February 12, 2019

Red Scarf: War Hurts Women

After watching her early sloppy-drunk scene in Shin Sang-ok's war pic The Red Scarf, you're reminded how much actress Choi Eun-hie was restricted by the material provided to her throughout her career. To her credit, in many performances, she periodically pushes against the "lady" stereotype in which she's been straitjacketed but she's never quite as exciting as she was when she played that amoral hooker in the brilliant A Flower in Hell. The Red Scarf isn't a bad showcase for her talent, mind you, it's just that she'd be that much more compelling if she could rail against the military-industrial complex instead of serve it.

How does she serve? Basically, she's condemned to being a soldier's wife, not once but twice — first to a one-screw-loose pilot (Nam Kung-won) who proposes shortly after meeting her; then to his much calmer replacement (Choi Mu-ryong) who unlike his comrades has not been burdened with a nickname like "Sissy" or "Nerd."
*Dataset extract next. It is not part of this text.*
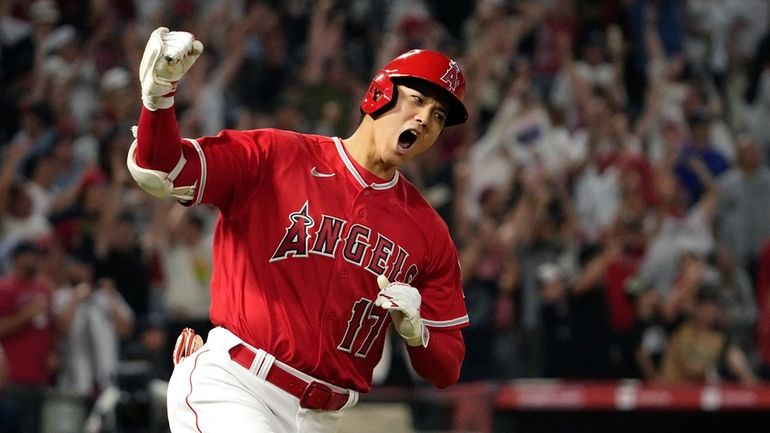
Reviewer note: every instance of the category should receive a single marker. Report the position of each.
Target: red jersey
(27, 349)
(302, 235)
How she gets from one man to the next is all due to the machinations of a brusque, alcoholic major (Shin Yeong-gyun) who doubles as the local matchmaker with a kind assist from the bar's good-time madam and bartender (Han Eun-jin). Yet as the adrift young woman becomes domesticated a second time, she also becomes less fascinating; and as insanely preposterous as the rescue of her second husband from behind enemy lines might be, you secretly wish the leading man had been killed so his wife could move on to husband number three or at least descend into a world of boozing and whoring and drugging and thieving. Or jumping in an airplane and becoming the first female fighter pilot in South Korean history.